A possible solution is:
10 8 3 21
12 15 14 2
1 7 30 24
42 6 4 5
Strategy
$$5040=2^4 \times 3^2 \times 5 \times 7$$
First I decided where to put the multiples of $7$ and $5$. Then I multiplied proper exponents of $2$ and $3$ to each cell. I started with:
5 1 1 7
1 5 7 1
1 7 5 1
7 1 1 5
This formation ensures that the number of cells without a $5$ or $7$ stays minimum. There are other such formations. But this is the most simple.
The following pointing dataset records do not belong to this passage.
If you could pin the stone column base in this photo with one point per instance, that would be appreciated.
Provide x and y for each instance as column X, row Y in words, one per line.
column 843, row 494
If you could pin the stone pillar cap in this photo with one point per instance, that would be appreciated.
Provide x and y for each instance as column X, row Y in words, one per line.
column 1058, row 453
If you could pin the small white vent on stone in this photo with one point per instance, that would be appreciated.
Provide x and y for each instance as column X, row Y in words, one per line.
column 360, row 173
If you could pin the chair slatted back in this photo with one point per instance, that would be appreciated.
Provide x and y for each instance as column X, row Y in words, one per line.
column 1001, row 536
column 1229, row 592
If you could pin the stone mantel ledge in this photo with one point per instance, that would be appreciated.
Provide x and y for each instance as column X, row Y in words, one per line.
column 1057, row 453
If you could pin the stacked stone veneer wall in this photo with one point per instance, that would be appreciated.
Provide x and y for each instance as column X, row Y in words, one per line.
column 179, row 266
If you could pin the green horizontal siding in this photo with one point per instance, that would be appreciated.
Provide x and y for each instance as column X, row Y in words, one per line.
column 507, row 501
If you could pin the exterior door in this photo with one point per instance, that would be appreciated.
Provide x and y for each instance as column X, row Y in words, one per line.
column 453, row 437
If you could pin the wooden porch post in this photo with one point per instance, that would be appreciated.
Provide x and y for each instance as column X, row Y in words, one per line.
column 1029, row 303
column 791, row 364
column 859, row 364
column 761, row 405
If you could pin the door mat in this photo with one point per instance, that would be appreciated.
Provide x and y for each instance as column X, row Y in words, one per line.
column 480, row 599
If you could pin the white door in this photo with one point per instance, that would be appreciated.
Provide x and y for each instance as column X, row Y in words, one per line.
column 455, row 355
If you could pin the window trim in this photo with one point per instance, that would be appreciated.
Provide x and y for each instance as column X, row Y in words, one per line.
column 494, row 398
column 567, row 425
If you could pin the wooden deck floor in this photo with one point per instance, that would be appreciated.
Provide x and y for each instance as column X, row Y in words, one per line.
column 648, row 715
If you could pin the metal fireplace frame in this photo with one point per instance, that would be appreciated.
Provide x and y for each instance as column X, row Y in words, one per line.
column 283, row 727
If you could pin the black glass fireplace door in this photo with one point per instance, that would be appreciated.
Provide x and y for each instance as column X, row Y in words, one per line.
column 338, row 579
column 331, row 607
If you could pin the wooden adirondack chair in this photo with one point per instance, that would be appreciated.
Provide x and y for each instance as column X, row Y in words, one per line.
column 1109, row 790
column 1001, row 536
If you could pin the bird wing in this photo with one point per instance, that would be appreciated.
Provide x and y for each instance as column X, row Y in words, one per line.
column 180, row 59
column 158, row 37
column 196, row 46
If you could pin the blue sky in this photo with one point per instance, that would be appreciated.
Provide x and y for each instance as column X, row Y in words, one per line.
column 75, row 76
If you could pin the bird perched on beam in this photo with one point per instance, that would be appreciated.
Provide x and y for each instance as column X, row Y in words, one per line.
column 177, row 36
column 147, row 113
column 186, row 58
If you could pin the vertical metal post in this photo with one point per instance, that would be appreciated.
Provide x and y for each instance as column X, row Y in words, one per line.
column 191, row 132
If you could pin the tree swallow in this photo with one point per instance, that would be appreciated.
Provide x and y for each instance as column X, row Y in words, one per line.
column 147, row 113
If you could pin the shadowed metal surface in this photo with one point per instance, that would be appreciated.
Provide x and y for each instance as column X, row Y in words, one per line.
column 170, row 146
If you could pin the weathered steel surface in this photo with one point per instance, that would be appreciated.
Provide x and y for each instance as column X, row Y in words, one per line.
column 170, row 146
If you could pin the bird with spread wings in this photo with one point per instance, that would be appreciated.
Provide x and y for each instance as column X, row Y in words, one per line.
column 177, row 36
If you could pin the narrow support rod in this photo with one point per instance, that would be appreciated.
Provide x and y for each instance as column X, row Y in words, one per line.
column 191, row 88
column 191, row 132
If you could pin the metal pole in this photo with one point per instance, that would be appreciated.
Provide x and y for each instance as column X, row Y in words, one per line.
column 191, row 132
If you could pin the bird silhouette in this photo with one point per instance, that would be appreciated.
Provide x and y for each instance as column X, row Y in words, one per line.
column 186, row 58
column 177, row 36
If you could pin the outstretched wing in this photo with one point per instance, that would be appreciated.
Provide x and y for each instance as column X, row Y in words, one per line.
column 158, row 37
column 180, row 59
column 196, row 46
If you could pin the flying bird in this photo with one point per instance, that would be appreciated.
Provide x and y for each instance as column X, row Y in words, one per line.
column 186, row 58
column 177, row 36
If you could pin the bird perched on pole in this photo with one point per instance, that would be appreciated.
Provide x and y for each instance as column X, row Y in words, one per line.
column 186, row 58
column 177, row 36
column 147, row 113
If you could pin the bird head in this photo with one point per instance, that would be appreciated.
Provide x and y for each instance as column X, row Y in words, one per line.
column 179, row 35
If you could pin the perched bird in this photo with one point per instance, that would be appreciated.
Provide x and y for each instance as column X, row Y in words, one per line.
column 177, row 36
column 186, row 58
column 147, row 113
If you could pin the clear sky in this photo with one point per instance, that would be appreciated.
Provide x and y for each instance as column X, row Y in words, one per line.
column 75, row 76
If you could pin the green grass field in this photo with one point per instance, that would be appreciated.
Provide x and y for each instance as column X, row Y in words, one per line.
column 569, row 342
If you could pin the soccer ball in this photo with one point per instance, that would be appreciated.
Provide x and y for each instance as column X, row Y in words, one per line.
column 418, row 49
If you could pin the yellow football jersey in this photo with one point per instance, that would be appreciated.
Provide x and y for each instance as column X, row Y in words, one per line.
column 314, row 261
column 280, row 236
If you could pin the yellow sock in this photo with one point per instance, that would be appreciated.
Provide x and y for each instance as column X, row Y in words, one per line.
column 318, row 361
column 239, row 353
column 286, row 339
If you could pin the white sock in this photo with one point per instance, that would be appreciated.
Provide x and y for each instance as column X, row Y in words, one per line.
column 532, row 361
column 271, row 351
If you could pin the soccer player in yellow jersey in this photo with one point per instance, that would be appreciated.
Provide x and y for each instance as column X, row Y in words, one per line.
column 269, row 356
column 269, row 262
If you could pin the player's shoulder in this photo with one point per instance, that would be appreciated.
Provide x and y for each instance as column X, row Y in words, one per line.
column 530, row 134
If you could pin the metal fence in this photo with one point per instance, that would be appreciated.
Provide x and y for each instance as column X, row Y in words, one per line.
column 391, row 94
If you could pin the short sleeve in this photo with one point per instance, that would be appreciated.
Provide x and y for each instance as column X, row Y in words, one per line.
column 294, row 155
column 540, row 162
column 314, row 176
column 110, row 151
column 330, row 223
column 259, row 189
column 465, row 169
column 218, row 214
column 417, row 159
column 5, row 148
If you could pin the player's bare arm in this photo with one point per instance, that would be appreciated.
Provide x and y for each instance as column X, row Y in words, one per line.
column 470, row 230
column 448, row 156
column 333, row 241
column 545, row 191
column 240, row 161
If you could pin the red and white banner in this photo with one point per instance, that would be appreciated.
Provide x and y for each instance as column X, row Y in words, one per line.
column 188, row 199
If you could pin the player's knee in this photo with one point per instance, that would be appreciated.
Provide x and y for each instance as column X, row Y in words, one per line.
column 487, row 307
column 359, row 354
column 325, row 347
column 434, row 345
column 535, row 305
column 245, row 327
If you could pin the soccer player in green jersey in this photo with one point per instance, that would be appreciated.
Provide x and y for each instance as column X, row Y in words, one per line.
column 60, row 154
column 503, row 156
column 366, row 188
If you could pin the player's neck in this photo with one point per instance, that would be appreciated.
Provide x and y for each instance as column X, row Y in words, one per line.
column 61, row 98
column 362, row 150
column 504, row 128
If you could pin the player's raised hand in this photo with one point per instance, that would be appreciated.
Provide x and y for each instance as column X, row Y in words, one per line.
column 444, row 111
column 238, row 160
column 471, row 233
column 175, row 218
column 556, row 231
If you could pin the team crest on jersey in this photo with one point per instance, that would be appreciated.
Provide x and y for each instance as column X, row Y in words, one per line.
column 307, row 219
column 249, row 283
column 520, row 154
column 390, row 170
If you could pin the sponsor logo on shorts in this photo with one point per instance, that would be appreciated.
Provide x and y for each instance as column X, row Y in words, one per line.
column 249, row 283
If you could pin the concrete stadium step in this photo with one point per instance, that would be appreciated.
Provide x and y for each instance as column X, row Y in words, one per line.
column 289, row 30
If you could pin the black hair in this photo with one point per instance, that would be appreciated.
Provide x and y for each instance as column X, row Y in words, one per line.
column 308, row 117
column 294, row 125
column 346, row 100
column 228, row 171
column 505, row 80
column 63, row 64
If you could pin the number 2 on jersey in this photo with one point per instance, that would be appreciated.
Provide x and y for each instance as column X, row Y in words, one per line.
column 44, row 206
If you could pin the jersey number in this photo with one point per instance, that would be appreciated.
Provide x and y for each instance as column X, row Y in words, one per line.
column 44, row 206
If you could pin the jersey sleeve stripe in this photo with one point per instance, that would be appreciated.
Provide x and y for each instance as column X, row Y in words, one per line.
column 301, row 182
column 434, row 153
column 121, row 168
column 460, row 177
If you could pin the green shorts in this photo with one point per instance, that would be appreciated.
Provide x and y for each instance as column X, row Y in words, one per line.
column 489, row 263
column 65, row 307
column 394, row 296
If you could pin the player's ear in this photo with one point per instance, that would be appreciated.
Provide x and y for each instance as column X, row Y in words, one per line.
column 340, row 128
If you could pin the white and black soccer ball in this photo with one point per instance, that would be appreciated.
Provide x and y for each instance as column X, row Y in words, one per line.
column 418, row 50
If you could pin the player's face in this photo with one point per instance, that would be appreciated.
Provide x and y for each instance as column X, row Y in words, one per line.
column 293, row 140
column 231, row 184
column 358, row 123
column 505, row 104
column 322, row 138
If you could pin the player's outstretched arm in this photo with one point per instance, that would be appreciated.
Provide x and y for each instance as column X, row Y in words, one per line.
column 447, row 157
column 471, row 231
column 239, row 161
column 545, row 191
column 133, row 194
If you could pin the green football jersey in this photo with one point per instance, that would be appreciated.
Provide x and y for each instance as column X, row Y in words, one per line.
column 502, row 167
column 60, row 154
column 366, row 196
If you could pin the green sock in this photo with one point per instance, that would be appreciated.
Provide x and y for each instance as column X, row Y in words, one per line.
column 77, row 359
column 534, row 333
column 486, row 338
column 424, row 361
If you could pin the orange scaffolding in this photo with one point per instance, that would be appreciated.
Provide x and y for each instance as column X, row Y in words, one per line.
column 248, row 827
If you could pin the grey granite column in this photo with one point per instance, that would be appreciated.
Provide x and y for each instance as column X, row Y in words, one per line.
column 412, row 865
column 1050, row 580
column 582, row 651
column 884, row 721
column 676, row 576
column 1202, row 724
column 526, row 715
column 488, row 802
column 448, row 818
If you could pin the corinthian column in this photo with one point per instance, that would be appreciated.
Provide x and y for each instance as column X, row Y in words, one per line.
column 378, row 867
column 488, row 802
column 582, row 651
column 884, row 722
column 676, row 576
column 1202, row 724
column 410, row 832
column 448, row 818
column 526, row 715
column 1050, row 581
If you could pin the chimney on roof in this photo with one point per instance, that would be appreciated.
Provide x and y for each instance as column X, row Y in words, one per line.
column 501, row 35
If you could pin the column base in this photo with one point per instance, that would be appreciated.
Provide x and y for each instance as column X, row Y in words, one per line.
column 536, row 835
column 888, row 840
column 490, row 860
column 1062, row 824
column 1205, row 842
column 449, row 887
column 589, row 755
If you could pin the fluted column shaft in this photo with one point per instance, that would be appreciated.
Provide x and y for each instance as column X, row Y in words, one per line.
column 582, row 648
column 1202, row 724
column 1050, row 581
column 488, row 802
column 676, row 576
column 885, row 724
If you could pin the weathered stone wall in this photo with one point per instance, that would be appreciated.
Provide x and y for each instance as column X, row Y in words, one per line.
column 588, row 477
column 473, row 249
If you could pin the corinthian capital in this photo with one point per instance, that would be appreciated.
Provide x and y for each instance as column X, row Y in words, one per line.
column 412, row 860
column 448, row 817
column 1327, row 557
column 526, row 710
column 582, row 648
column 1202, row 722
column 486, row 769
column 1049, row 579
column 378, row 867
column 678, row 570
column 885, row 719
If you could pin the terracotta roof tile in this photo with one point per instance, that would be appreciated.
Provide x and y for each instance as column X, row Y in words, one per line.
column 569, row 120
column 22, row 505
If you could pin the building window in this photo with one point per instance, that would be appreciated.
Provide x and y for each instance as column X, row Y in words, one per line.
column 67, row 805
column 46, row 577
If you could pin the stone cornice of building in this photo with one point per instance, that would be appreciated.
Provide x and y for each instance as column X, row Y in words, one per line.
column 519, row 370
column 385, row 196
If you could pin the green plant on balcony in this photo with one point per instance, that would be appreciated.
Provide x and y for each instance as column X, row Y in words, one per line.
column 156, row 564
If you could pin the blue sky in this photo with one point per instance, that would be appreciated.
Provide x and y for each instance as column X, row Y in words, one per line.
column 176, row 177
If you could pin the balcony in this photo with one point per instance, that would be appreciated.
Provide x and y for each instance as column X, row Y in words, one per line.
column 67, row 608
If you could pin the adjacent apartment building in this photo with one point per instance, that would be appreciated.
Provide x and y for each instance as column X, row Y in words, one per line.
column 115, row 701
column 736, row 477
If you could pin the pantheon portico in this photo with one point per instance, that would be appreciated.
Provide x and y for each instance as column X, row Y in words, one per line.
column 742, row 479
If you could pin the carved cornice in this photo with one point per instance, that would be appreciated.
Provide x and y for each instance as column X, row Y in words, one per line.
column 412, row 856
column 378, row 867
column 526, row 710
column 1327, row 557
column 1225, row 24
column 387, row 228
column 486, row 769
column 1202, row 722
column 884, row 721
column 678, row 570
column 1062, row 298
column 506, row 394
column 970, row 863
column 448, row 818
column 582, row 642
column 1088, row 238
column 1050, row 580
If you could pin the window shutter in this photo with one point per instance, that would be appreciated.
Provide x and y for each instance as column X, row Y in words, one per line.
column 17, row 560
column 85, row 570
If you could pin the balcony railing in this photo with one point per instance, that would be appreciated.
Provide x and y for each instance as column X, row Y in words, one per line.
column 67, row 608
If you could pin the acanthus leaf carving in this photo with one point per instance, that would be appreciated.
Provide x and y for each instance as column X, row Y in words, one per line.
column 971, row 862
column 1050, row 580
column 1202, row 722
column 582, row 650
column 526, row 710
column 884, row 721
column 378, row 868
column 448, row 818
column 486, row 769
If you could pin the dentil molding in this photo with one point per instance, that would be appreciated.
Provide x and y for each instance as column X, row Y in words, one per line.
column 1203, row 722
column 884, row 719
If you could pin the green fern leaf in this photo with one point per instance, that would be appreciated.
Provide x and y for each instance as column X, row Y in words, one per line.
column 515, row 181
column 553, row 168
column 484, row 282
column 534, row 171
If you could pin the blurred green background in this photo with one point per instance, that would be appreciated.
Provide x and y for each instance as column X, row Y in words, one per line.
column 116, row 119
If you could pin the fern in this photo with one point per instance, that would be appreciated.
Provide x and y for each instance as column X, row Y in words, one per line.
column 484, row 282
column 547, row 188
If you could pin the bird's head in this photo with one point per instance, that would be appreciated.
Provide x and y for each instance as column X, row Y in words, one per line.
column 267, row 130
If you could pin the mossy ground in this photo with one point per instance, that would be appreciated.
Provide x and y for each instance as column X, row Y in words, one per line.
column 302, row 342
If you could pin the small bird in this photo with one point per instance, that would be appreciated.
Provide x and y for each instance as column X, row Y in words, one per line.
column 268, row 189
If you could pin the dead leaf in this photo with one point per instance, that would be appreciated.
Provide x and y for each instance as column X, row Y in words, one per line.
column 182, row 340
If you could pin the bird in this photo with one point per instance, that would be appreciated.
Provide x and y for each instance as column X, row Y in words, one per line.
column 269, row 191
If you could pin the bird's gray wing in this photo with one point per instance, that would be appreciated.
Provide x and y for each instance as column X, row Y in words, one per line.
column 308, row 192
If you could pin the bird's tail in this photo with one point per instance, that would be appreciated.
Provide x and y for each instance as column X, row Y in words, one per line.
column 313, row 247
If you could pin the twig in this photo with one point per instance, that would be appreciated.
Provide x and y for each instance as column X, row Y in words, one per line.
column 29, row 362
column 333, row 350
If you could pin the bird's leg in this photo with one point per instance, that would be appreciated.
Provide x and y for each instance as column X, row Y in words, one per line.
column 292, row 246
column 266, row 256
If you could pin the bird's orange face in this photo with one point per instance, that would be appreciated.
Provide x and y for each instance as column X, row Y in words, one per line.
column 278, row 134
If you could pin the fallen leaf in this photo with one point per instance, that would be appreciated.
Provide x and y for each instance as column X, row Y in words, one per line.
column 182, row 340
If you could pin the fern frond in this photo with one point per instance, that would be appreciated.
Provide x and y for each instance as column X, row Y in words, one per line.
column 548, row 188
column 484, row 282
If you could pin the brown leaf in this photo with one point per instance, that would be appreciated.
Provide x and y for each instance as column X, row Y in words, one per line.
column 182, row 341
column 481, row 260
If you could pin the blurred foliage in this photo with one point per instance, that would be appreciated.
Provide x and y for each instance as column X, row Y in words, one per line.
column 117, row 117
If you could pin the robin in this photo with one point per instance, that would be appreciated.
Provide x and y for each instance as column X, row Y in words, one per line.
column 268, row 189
Now, There are eight $1$'s, four each of $5$ and$7$. When adding exponents of $3$ my strategy was to half each number of repeatation. A simple pattern was:
1 1 3 3
3 3 1 1
1 1 3 3
3 3 1 1
Multiplying by this grid the previous one, we have:
5 1 3 21
3 15 7 1
1 7 15 3
21 3 1 5
Now the repeatation pattern was like this (same color represents same powers of $3$, $5$, $7$ in factorization):
For any two cells with the same color I had to differentiate them by multiplying different powers of $2$. Note the red and yellow cells. There are four of each. Hence I needed at least four different powers of $2$, $2^4$ couldn't be chosen because putting $2^4$ in a red or yellow cell, forces two cells of the opposite color to have same powers of $2$, hence be same. So, the four red and yellow cells had to be multiplied with $2^0, 2^1, 2^2,2^3$ A bit of fiddling led to the pattern:
2 8 1 1
4 1 2 2
1 1 2 8
2 2 4 1
Multiplying by this grid, we get the desired solution.